6) The LNK model is not convex, and more detail should be given as to how this was optimized. Were the methods of (Ozuysal & Baccus, 2012) used? For example, mean squared error was not used as an error metric. If the method of fitting was suboptimal, then the interpretation of the comparison between models is not clear. Also, more detail needs to be given for the spatial LNK model. Because there are two different spatial regions, each one should have independent adaptation, and each spatial region should have a center-surround linear receptive field. This would be a new type of model, so it's not clear whether this model can be properly optimized.

7) For the spiking DivS model, does the model really take the observed spike train as an input (not just as a constraint to fit data)? Shoudn't a model that takes the response as an input be able to produce the response? (It seems like cheating.) In fact, some studies that use the spike history in the way have shown that using the spike history is either the most important predictor of the response, or that the spike history alone can be used to predict the response (Kraus et al., 2015, Figure S4; Trucculo, et al., 2010). If this is really what was done, this approach differs from other models which use a spike-history term such as a generalized linear model (GLM) (Pillow et al., 2008) but that generate its own spikes rather than taking the actual response as an input. This needs to be made more clear, and also justified as to why this is useful. This approach may be useful for understanding the source of precision as the authors do, but it doesn't seem impressive that this model can fit the data if it really takes the actual response as an input.

8) Figure 6, it is not clear where the noise comes from in the model, as there is no noise source. Is it all from the spike-history term, i.e. the actual data? It's not clear how we can evaluate different models using this approach, because the noise is not appropriate for each model. A better approach would be to model noise sources and put them in each different model, like an LNP model.

Reviewer #2:

This paper shows how a novel model can predict the retinal ganglion cell responses to full field flicker at different contrasts. Standard approaches, like LN models, fail to generalize across contrasts, while this model does generalize with a single set of parameters to predict responses to high and low contrasts.

The key novelty of this model is to include both excitatory and inhibitory subunits, that are multiplied together to predict the ganglion cell membrane potential. Further non-linear processing allows to predict the spiking response. The model has been carefully fitted to both intracellular and extracellular recordings. The agreement between the model prediction and the data is impressive.

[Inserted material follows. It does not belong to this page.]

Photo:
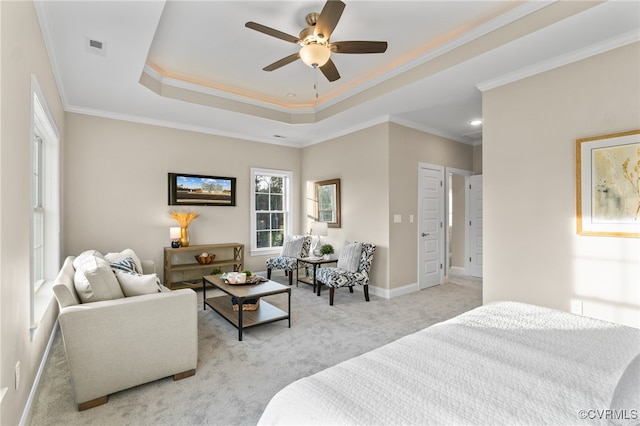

Overall this is a very nice work. Contrast adaptation is ubiquitous in the visual system. Such a model could have a broad impact on the field of sensory systems.

Major comment:

My only concern is about novelty: as noticed by the authors, another model, the LNK by Ozuysal and Baccus, has already shown its ability to predict ganglion cell responses at different contrasts. The performance of the current model is better than the LNK, but not by much for full field stimuli. The only stimulus where there is a significant difference, if I understood well, was the one composed of a center spot and an annulus stimulating the surround. There the model performed better, but the difference is rather small (around 7%).

The model is conceptually novel, but relatively similar to previous works by Sahani and colleagues.

So I think a more thorough comparison between the LNK model and this one would be welcomed. With such a small difference, one would like to be sure that the authors gave the LNK model its best chance of success. Here the methods do not include a text about how this model was fitted. More generally, more details would be welcomed about how the two models were fitted in the case of the compound stimulus (centered spot +annulus).

[Editors’ note: what now follows is the decision letter after the authors submitted for further consideration.]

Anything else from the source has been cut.